Um keine Minute zu lang oder zu kurz (83 Minuten ohne Abspann, 20 Minuten für die Exposition) braucht „Haute Tension“ den Vergleich mit den besten Genrevertretern keineswegs zu scheuen. So interessant die langwierige Puzzlearbeit ist, so wünschenswert wäre selbstverständlich etwas mehr Achtsamkeit hinsichtlich des immer noch Fragen aufwerfenden Twists gewesen (wenn schon ein Twist, dann bitte keinen halbherzigen, der hinterher nur teilweise Sinn zu machen scheint - dafür gibt’s folgerichtig Punktabzüge, solange ich nicht vollständig von einer logischen Auflösung überzeugt bin), aber da habe ich schon wesentlich mieser Durchdachtes gesehen, und die an den Tag gelegte ICE-Geschwindigkeit der Inszenierung sowie die noch gar nicht von mir erwähnten erstklassigen darstellerischen Leistungen (allen voran von der lebendigen, an Ausdrucksfähigkeit nichts zu wünschen übrig lassenden Cécile „Marie“ de France, aber auch der auf abstoßende Scheusale abonnierte Philippe Nahon steht ihr in nichts nach - bei ihm reicht die bloße Präsenz, um zu einem der düstersten kompromißlosesten Schlächter der Filmgeschichte zählen zu dürfen) lassen einen leichter darüber hinwegsehen und machen diesen schonungslosen, extrem blutrünstigen, hammerharten Horrortrip ohne Wenn und Aber zu einem für Fans unverzichtbaren und unvergeßlichen Leckerbissen, der sich ohne Qualitätsverluste mehrfach (d.h. mindestens zweimal, aber gern auch noch häufiger) goutieren läßt.
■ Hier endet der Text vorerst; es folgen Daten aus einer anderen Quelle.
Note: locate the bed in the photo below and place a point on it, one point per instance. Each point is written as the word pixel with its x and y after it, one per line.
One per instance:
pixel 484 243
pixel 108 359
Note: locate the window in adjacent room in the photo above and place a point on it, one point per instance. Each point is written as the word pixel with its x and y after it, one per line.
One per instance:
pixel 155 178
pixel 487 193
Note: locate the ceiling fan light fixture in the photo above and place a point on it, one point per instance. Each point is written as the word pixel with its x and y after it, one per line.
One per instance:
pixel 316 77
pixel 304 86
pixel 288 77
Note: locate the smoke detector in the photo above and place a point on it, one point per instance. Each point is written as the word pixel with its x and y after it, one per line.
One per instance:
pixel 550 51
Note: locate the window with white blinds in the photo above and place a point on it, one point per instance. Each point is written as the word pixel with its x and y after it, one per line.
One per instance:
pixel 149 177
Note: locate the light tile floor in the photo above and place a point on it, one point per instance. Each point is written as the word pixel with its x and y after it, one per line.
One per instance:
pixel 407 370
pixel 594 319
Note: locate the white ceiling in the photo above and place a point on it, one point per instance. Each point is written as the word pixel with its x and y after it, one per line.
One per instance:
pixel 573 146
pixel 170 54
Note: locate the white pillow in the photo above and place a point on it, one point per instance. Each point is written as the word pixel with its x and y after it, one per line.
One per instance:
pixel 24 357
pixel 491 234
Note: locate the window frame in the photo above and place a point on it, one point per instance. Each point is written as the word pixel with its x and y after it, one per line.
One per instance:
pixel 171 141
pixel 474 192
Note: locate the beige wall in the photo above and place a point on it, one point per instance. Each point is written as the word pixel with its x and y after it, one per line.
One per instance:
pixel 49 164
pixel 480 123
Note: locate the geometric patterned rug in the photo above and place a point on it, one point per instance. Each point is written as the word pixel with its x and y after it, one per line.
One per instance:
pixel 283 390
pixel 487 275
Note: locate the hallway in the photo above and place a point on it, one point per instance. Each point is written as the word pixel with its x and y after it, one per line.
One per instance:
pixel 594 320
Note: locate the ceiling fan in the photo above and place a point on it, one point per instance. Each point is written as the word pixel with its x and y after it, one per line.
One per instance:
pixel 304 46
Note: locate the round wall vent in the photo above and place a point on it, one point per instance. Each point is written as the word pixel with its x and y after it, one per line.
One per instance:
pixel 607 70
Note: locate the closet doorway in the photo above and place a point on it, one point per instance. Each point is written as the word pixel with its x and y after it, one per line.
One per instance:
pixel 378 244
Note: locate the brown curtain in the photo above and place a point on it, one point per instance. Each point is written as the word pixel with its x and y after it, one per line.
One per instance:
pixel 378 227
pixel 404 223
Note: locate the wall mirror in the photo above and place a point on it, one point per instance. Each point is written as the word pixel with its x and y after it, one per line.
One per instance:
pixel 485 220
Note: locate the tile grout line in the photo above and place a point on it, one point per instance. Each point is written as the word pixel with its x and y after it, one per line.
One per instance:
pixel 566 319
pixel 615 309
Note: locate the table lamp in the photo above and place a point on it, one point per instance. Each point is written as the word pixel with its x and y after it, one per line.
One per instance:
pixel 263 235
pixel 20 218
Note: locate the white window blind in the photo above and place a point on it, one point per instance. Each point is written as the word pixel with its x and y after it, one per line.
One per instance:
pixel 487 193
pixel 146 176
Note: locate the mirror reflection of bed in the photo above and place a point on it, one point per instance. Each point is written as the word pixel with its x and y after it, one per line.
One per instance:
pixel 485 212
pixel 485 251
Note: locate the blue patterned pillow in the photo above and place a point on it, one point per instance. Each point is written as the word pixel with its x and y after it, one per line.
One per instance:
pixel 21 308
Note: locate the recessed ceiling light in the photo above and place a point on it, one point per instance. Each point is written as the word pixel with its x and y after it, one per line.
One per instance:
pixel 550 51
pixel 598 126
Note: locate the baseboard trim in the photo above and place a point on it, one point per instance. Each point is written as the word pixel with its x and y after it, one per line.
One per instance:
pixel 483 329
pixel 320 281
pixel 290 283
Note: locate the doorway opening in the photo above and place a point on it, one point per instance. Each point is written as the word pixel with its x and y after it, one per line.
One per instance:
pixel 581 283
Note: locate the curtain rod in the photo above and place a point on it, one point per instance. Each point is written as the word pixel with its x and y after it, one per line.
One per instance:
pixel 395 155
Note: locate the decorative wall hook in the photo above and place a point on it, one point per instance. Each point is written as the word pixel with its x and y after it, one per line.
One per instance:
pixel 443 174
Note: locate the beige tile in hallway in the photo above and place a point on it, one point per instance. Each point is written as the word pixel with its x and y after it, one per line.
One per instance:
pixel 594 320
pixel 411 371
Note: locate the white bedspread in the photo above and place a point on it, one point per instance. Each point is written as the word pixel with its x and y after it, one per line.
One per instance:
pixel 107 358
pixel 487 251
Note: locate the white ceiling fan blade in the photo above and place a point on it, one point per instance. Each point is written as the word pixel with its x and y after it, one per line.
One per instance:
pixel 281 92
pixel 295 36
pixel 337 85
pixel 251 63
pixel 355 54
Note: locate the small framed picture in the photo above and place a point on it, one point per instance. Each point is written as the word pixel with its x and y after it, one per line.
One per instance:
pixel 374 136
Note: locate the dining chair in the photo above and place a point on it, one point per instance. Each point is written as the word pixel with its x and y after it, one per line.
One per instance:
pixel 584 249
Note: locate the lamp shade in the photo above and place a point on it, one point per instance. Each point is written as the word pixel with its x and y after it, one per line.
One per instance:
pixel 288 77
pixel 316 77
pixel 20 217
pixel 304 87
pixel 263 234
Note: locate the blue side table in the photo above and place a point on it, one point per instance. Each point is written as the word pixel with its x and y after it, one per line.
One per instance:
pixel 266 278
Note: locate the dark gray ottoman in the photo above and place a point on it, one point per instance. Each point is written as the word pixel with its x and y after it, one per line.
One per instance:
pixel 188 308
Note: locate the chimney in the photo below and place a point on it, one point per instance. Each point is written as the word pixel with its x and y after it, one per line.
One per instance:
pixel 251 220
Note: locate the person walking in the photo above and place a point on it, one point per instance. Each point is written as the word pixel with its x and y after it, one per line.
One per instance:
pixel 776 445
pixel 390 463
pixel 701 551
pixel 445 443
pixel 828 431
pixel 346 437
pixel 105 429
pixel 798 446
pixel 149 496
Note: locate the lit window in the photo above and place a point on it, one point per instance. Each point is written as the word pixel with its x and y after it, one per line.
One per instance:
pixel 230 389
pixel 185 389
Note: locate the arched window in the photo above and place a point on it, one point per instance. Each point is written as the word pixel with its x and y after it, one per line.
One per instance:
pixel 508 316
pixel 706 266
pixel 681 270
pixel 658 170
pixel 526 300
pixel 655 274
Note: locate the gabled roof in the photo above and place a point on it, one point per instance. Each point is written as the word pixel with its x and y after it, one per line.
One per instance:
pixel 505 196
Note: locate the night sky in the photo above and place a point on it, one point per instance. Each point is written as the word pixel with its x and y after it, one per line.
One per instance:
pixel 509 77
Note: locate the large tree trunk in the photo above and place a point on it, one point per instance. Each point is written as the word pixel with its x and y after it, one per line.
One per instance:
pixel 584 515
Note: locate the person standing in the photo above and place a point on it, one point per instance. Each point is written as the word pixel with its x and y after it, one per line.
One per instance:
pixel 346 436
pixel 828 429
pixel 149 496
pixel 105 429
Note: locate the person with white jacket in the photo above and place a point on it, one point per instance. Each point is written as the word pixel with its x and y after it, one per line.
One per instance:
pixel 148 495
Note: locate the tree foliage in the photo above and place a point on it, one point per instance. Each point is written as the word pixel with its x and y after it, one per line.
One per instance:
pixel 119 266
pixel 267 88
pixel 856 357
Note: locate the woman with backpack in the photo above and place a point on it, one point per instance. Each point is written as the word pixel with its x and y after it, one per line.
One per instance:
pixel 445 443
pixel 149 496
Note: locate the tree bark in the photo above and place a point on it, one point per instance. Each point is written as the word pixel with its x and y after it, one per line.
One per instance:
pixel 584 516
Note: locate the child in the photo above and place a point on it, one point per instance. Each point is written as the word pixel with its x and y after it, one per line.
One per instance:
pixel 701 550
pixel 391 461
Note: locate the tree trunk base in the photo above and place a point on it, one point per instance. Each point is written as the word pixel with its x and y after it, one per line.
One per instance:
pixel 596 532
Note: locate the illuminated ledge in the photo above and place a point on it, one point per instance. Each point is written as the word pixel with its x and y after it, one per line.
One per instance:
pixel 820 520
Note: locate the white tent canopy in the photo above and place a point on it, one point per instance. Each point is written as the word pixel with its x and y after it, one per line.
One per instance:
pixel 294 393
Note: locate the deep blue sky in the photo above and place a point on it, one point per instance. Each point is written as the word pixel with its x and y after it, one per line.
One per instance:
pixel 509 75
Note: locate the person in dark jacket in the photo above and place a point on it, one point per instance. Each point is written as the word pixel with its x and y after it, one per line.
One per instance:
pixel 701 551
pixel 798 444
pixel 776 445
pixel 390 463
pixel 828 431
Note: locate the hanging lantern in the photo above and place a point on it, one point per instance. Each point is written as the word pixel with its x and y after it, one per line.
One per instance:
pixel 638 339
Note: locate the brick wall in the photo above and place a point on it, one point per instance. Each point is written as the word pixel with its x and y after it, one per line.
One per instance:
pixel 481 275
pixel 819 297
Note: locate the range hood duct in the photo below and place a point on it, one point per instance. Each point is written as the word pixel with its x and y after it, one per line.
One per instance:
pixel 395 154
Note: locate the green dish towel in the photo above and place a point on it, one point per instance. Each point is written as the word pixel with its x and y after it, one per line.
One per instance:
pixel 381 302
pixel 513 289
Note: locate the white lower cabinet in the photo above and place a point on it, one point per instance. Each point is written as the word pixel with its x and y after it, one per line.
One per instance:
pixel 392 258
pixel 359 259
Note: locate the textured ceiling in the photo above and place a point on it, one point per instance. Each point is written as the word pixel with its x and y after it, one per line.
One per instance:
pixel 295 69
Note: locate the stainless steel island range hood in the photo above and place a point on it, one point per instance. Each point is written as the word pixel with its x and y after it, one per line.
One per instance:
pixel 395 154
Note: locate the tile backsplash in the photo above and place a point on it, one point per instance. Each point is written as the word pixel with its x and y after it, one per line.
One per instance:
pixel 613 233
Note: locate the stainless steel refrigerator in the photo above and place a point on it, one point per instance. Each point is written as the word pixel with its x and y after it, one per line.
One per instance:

Spontan von mir mit 7/10 bedacht (wegen oben ausführlich dargelegter Probleme), ist er inzwischen auf meiner Ofdb-Punkteskala auf bombenfeste 8/10 geklettert, womit er sich zu einem ernstzunehmenden Konkurrenten für meine persönlichen Slasher-Favoriten „Halloween“ und „Nightmare on Elm Street“ gemausert hätte. Vielleicht schließt er eines Tages gar noch zu ihnen auf 9/10 auf, dazu muß er allerdings noch etwas reifen. Zeug zum Klassiker hat er auf jeden Fall.